“Have done—have done,” exclaimed the earl, sharply, “how can you judge of my thoughts? I trust you in nothing, but am sure of myself. If you play me false I will shoot you like a dog, woman or no woman; so move on and only speak when you have something to say.”
He entered the passage speaking, and the next moment was engulphed with his weird companion in thick darkness.
“Truly, Thomas Turner, my estimable friend, you have got a sad fool for a master, that is a dead certainty!” muttered old Turner, for it was his figure the sharp eye of the Sibyl had discovered—“to trust himself now with this old vagrant—to plunge headforemost into that black pit with the imp of Satan for a guide. It’s enough to make one’s heart leap into his mouth and freeze there. But of course it’s the bounden duty of a good servant to follow his master. Thomas Turner, you are a good servant, everybody admits that. Therefore, Thomas, my friend, follow—follow like a brave fellow as you are!”
With these words, Turner, who was in truth a brave fellow, drew his travelling pistol, settled the lock, and holding it in his right hand, stole cautiously into the passage.
Nothing could have been better calculated to daunt even a brave man than the profound stillness, the palpable blackness of this subterranean passage. Turner had proceeded only a few paces when he felt that like a cavern it had its compartments and its intricate windings—steps to ascend and descend. Then to his dismay he found that it branched off into vaults, and what appeared to be dungeons or secret chambers for concealment. He paused and listened. Nothing was heard, not even the sweet gush of waters that in Granada are ever present like the sunshine or the breeze. All was profound stillness. No footstep, no voice. Deep midnight and those solid stone walls surrounded him alone. He groped about, advancing he knew not whither, tempted every moment to call aloud, though certain that this rash act must defeat his own object.

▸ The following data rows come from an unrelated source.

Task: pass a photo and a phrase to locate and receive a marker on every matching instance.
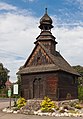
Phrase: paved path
(22, 116)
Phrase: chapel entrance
(38, 88)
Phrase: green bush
(78, 106)
(21, 102)
(47, 105)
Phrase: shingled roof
(59, 64)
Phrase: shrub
(78, 106)
(21, 102)
(47, 105)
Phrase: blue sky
(19, 21)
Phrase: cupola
(46, 22)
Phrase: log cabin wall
(36, 86)
(67, 86)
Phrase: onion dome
(45, 22)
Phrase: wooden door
(38, 88)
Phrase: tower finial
(46, 10)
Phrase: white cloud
(5, 6)
(28, 0)
(18, 33)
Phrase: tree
(3, 75)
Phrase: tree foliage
(3, 75)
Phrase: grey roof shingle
(59, 63)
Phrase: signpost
(9, 95)
(15, 91)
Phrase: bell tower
(46, 38)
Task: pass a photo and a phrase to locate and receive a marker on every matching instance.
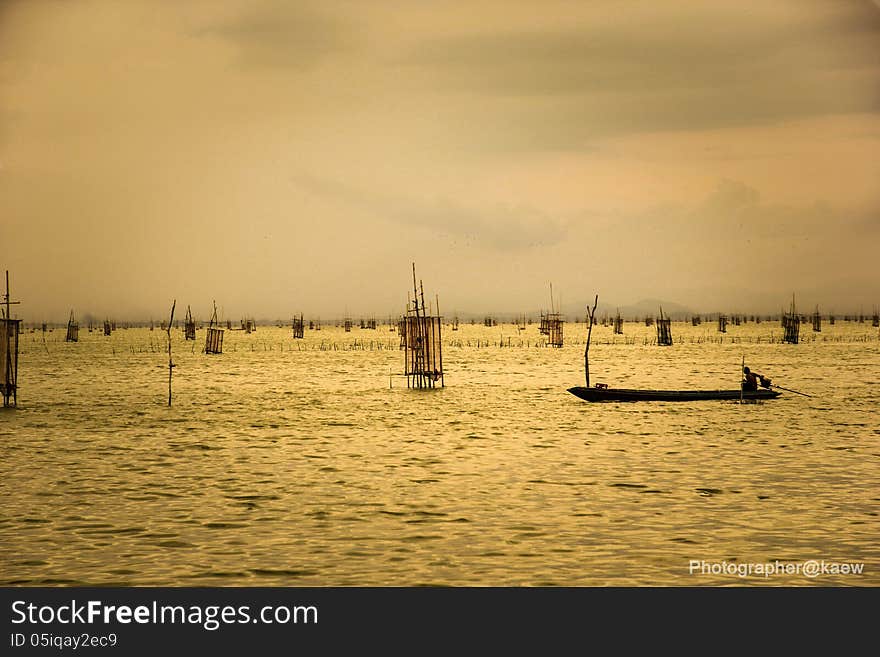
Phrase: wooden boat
(624, 394)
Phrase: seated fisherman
(750, 380)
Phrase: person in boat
(751, 379)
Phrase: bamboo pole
(170, 362)
(587, 347)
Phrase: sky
(283, 156)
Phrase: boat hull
(624, 394)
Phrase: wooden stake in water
(587, 348)
(170, 362)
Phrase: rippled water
(289, 462)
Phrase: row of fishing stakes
(419, 330)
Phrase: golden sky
(283, 156)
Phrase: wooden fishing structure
(421, 333)
(554, 323)
(664, 330)
(72, 329)
(298, 327)
(214, 335)
(791, 325)
(9, 331)
(189, 326)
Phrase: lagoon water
(294, 462)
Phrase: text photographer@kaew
(811, 568)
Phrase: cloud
(284, 35)
(687, 67)
(496, 228)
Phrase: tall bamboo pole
(587, 348)
(170, 362)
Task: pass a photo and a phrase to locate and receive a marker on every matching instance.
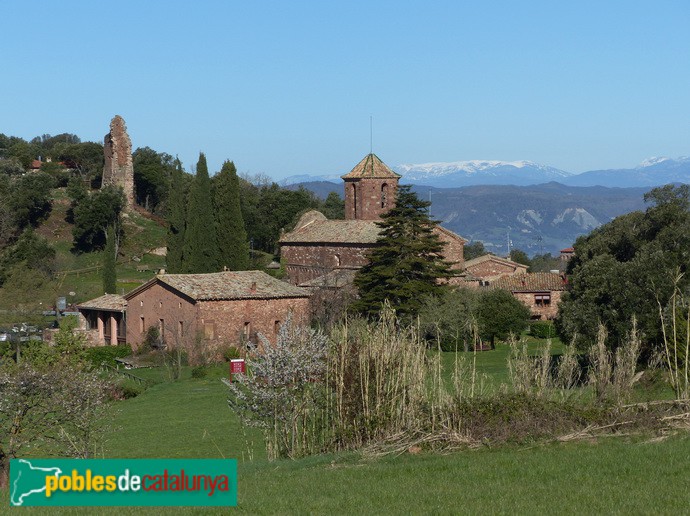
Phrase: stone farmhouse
(539, 291)
(490, 267)
(103, 319)
(318, 246)
(223, 308)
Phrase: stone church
(321, 251)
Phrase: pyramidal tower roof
(371, 166)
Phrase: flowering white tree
(61, 409)
(284, 388)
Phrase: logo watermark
(123, 482)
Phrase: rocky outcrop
(118, 169)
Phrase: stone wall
(219, 323)
(236, 322)
(454, 249)
(305, 262)
(161, 303)
(540, 311)
(117, 150)
(369, 198)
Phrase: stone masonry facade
(369, 199)
(117, 150)
(306, 262)
(182, 320)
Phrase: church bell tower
(370, 189)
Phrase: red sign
(236, 366)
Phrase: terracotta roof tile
(530, 282)
(341, 231)
(371, 166)
(226, 285)
(493, 258)
(335, 279)
(108, 302)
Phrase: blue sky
(285, 88)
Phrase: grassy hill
(78, 276)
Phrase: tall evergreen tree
(176, 220)
(200, 252)
(406, 264)
(232, 236)
(109, 262)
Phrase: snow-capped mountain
(654, 171)
(479, 172)
(651, 172)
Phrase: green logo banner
(123, 482)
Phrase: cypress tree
(406, 264)
(232, 236)
(109, 262)
(176, 220)
(200, 252)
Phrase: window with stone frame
(542, 299)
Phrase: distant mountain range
(523, 204)
(651, 172)
(537, 219)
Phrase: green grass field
(190, 418)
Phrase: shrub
(127, 389)
(199, 372)
(106, 354)
(230, 353)
(542, 329)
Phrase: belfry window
(384, 195)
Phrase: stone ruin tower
(369, 189)
(118, 169)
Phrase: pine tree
(232, 236)
(176, 220)
(406, 263)
(109, 262)
(200, 252)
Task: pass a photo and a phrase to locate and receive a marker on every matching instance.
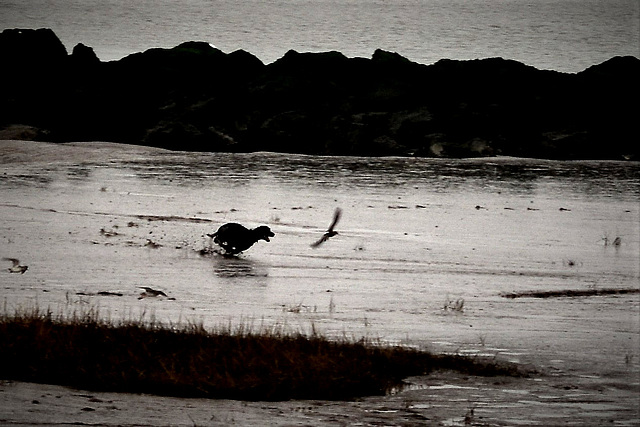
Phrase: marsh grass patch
(83, 351)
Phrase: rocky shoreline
(195, 97)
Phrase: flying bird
(16, 267)
(235, 238)
(150, 293)
(330, 231)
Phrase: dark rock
(196, 97)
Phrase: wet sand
(416, 237)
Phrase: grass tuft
(85, 352)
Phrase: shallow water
(425, 250)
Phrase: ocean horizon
(560, 35)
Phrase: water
(563, 35)
(427, 248)
(417, 236)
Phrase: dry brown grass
(146, 357)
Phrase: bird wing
(323, 239)
(336, 217)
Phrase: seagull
(235, 238)
(16, 267)
(330, 232)
(150, 292)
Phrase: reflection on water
(516, 176)
(519, 176)
(233, 266)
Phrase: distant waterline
(563, 35)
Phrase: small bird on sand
(16, 267)
(150, 293)
(235, 238)
(331, 231)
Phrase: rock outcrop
(195, 97)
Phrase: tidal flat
(426, 252)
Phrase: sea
(561, 35)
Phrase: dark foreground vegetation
(194, 97)
(84, 352)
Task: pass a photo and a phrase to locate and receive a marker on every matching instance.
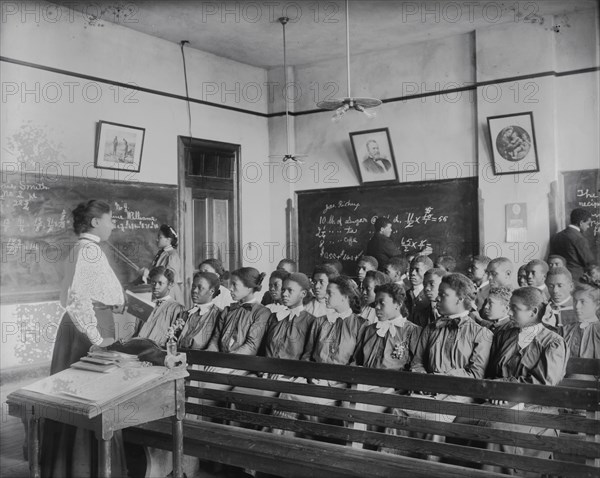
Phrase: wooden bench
(330, 448)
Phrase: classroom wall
(433, 137)
(446, 136)
(49, 124)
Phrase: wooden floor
(12, 435)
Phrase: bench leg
(34, 447)
(177, 448)
(104, 452)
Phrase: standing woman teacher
(168, 257)
(89, 293)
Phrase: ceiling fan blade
(341, 111)
(366, 102)
(331, 104)
(368, 114)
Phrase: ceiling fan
(341, 105)
(288, 156)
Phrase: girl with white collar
(167, 256)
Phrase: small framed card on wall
(119, 146)
(512, 138)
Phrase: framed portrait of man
(374, 156)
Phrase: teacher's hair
(85, 212)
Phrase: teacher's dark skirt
(68, 451)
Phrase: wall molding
(470, 87)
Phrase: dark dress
(68, 451)
(574, 247)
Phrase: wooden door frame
(185, 208)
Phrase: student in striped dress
(583, 336)
(428, 314)
(390, 342)
(241, 326)
(334, 338)
(371, 281)
(288, 334)
(214, 265)
(526, 353)
(322, 274)
(201, 319)
(497, 309)
(272, 298)
(167, 309)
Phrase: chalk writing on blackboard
(590, 199)
(343, 229)
(338, 223)
(38, 237)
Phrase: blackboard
(38, 237)
(582, 189)
(338, 223)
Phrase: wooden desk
(103, 403)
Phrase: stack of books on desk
(106, 361)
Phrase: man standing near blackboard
(380, 246)
(572, 244)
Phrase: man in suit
(380, 246)
(572, 245)
(374, 162)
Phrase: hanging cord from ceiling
(187, 92)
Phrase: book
(139, 306)
(93, 367)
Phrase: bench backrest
(578, 421)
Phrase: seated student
(499, 272)
(397, 269)
(365, 263)
(583, 336)
(288, 334)
(560, 286)
(423, 316)
(201, 319)
(497, 309)
(214, 265)
(415, 297)
(167, 309)
(536, 276)
(591, 274)
(334, 338)
(527, 353)
(241, 326)
(371, 281)
(554, 260)
(446, 262)
(272, 298)
(284, 266)
(522, 276)
(477, 272)
(321, 276)
(337, 265)
(287, 265)
(390, 342)
(454, 345)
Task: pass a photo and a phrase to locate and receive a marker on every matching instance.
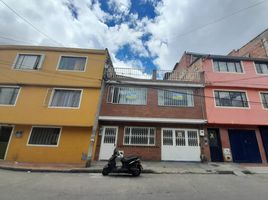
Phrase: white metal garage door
(180, 144)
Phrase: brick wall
(153, 110)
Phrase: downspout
(96, 122)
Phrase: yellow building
(48, 102)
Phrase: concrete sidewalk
(148, 167)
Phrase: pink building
(236, 101)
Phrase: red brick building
(257, 47)
(158, 116)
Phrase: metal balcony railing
(158, 75)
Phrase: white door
(180, 145)
(108, 142)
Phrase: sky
(144, 34)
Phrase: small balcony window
(72, 63)
(227, 66)
(231, 99)
(28, 61)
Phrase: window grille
(183, 98)
(66, 98)
(72, 63)
(27, 61)
(139, 136)
(44, 136)
(8, 95)
(231, 99)
(127, 95)
(261, 68)
(227, 66)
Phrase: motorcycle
(131, 165)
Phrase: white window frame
(138, 144)
(34, 54)
(62, 107)
(42, 145)
(260, 95)
(178, 90)
(255, 67)
(230, 107)
(241, 63)
(9, 86)
(110, 87)
(74, 56)
(186, 136)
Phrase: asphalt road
(41, 186)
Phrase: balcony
(155, 75)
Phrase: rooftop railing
(157, 75)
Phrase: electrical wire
(29, 23)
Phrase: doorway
(215, 145)
(5, 133)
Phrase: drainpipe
(95, 127)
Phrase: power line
(28, 22)
(218, 19)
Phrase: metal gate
(180, 144)
(108, 142)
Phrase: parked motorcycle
(131, 165)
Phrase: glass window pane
(66, 98)
(72, 63)
(8, 95)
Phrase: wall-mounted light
(18, 134)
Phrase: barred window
(72, 63)
(127, 95)
(227, 66)
(66, 98)
(139, 136)
(231, 99)
(183, 98)
(264, 99)
(44, 136)
(8, 95)
(261, 68)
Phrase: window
(264, 99)
(44, 136)
(183, 98)
(28, 61)
(127, 95)
(261, 68)
(8, 95)
(231, 99)
(66, 98)
(72, 63)
(139, 136)
(227, 66)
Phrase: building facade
(236, 92)
(158, 116)
(48, 101)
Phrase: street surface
(43, 186)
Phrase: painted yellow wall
(73, 142)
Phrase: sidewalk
(148, 167)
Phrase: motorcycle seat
(129, 159)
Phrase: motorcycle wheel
(105, 171)
(136, 171)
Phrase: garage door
(244, 146)
(180, 145)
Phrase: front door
(215, 145)
(180, 144)
(244, 146)
(5, 132)
(108, 142)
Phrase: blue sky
(145, 34)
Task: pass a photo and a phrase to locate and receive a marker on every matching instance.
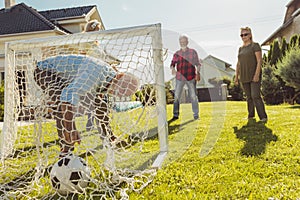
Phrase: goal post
(31, 136)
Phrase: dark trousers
(254, 100)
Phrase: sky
(212, 26)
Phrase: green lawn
(222, 156)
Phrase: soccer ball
(70, 175)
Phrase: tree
(289, 70)
(276, 53)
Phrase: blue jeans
(192, 93)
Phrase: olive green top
(248, 62)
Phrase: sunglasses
(244, 35)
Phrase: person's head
(92, 25)
(246, 34)
(124, 85)
(183, 41)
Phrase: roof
(66, 12)
(227, 65)
(21, 18)
(292, 11)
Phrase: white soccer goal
(30, 142)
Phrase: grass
(220, 156)
(246, 161)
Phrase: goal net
(53, 88)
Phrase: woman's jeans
(254, 100)
(192, 93)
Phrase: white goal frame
(12, 49)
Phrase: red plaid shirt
(185, 61)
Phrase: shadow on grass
(256, 136)
(294, 107)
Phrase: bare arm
(258, 56)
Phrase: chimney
(9, 3)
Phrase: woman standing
(248, 71)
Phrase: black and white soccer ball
(70, 175)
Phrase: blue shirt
(84, 73)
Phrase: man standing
(186, 66)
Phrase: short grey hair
(184, 36)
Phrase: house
(22, 22)
(290, 26)
(211, 68)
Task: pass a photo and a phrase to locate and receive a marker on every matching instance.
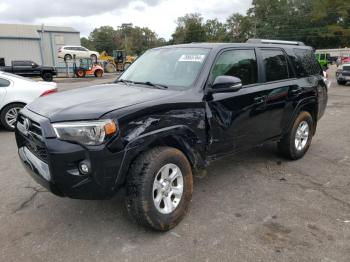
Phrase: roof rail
(276, 42)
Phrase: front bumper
(55, 164)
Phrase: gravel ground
(254, 206)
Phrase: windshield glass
(176, 68)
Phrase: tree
(215, 31)
(189, 29)
(239, 27)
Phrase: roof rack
(276, 42)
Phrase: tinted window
(237, 63)
(4, 82)
(275, 64)
(306, 63)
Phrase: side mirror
(226, 84)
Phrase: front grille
(32, 137)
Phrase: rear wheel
(47, 76)
(9, 115)
(159, 188)
(297, 141)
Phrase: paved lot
(251, 207)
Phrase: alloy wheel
(168, 188)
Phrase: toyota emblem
(26, 124)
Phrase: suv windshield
(176, 68)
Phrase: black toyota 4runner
(176, 109)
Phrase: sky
(85, 15)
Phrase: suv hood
(94, 101)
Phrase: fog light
(84, 167)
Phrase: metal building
(38, 43)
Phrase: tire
(47, 76)
(80, 73)
(10, 113)
(67, 57)
(98, 73)
(143, 190)
(289, 145)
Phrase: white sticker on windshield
(192, 58)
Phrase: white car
(16, 92)
(68, 52)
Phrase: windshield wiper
(127, 82)
(148, 83)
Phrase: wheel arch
(308, 105)
(179, 137)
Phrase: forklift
(119, 62)
(87, 67)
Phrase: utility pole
(125, 26)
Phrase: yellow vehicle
(118, 62)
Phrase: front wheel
(297, 141)
(159, 188)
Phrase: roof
(234, 45)
(30, 31)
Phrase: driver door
(234, 117)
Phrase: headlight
(86, 132)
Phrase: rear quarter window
(306, 63)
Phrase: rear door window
(275, 65)
(237, 63)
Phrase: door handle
(296, 91)
(259, 100)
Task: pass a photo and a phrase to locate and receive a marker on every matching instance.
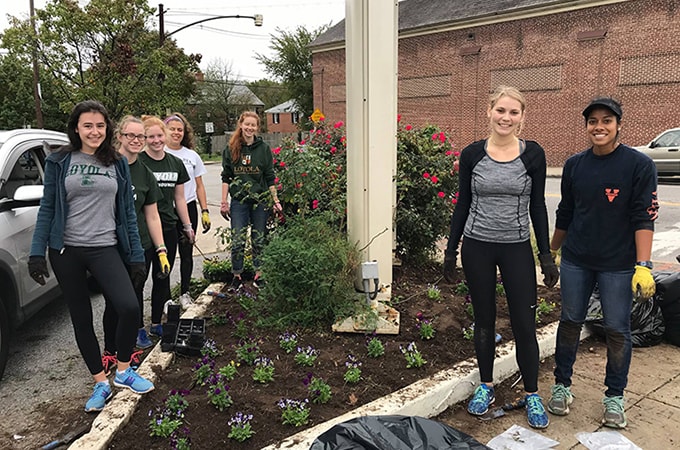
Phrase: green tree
(108, 51)
(292, 64)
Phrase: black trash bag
(668, 297)
(647, 324)
(394, 433)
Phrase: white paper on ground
(519, 438)
(606, 440)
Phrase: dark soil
(380, 376)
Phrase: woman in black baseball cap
(605, 226)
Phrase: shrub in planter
(309, 266)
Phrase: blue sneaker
(482, 398)
(156, 330)
(536, 415)
(143, 340)
(133, 381)
(101, 394)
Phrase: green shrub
(309, 267)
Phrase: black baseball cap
(604, 102)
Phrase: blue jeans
(242, 215)
(616, 297)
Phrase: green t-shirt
(169, 172)
(145, 191)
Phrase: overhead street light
(257, 18)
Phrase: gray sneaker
(614, 416)
(560, 399)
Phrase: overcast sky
(232, 40)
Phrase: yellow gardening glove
(643, 284)
(165, 265)
(205, 220)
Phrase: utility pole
(161, 25)
(36, 78)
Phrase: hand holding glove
(164, 263)
(549, 269)
(450, 267)
(205, 220)
(37, 269)
(224, 211)
(189, 233)
(138, 274)
(643, 284)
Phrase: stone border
(426, 398)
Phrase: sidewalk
(652, 400)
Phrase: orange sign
(317, 115)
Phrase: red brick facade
(630, 50)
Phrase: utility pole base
(382, 319)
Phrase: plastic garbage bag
(668, 297)
(394, 433)
(647, 325)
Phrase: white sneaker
(185, 300)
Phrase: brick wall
(629, 50)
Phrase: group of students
(119, 203)
(604, 228)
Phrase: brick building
(559, 53)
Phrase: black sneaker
(236, 284)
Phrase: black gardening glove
(549, 269)
(138, 274)
(37, 269)
(450, 261)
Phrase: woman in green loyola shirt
(248, 166)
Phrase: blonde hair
(236, 140)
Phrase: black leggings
(186, 250)
(110, 321)
(106, 266)
(518, 272)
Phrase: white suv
(22, 163)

At last, completely bewildered, he held forth his pistol, and with a finger on the trigger was about to fire, that at least he might have the benefit of a flash to guide his course. But that moment a faint sound reached his ear. He dropped his hand, listened, and moved on. Yes, it was a light, the faintest possible gleam breaking over the rugged corner of a wall, but it burned steadily enough to guide him onward.
He moved cautiously, for now the faint hum of voices came stealing through the vaulted passage, and he knew that the slightest mistake might expose his presence. Reaching an angle of the wall, he crept into its shadow and held his breath. Before him was a small chamber, or it might be merely an enlargement of the passage. An antique house lamp, rust eaten and moist with mould, hung from the ceiling, evidently trimmed for the first time in years, for the flame was half buried in clouds of smoke; and drops of the olive oil, with which it had just been filled, rolled down the chased sides, leaving a green path in the rust.
In this strange, murky light a group of persons were standing around a fragment of black marble, in which Turner, with difficulty, traced the outlines of some very ancient sculpture, like that which in his travels he had seen on Egyptian idols. Two other persons besides the Sibyl were present, both in strange garments, and unlike the class of persons he had yet seen in any province of Spain. But Turner scarcely gave them a thought. His attention was too eagerly fixed on Lord Clare, who stood before the platform on which the idol had been lifted, holding a young girl, undoubtedly of gipsy blood, by the hand.
From their attitude they must have just risen from a kneeling posture, and some ceremony seemed just concluded. What the ceremony could be which had brought his master, the withered Sibyl, those strange men and that wildly beautiful girl around that mutilated form of black marble, Turner could not even imagine. But the whole scene was weird and strange enough for the wildest conjecture. The Sibyl stood forward directly under the lamp. The smoke wreathed in clouds around the fiery red folds of her turban. Her saya was edged knee deep with the richest gold lace, bright in broad flashes, then tarnished to a green hue, but still of unique splendor; her ear-rings glowed over those mummy-like shoulders like drops of congealed blood. The exulting brightness of her eyes was terrific. She looked so like an evil spirit that poor Turner absolutely believed her to be one, who had cast some infernal charm upon his master.
He shrunk away crowding himself hard against the wall, but still with his eyes fixed on the group. Lord Clare was very pale, and the grim light made this pallor and the excitement in his eyes almost unearthly. A look of painful disgust was on his features, like that of a man who loathes the thing he has forced himself to do. Once he dropped the Gitanilla’s hand, looking wearily around as if for something to sit down upon.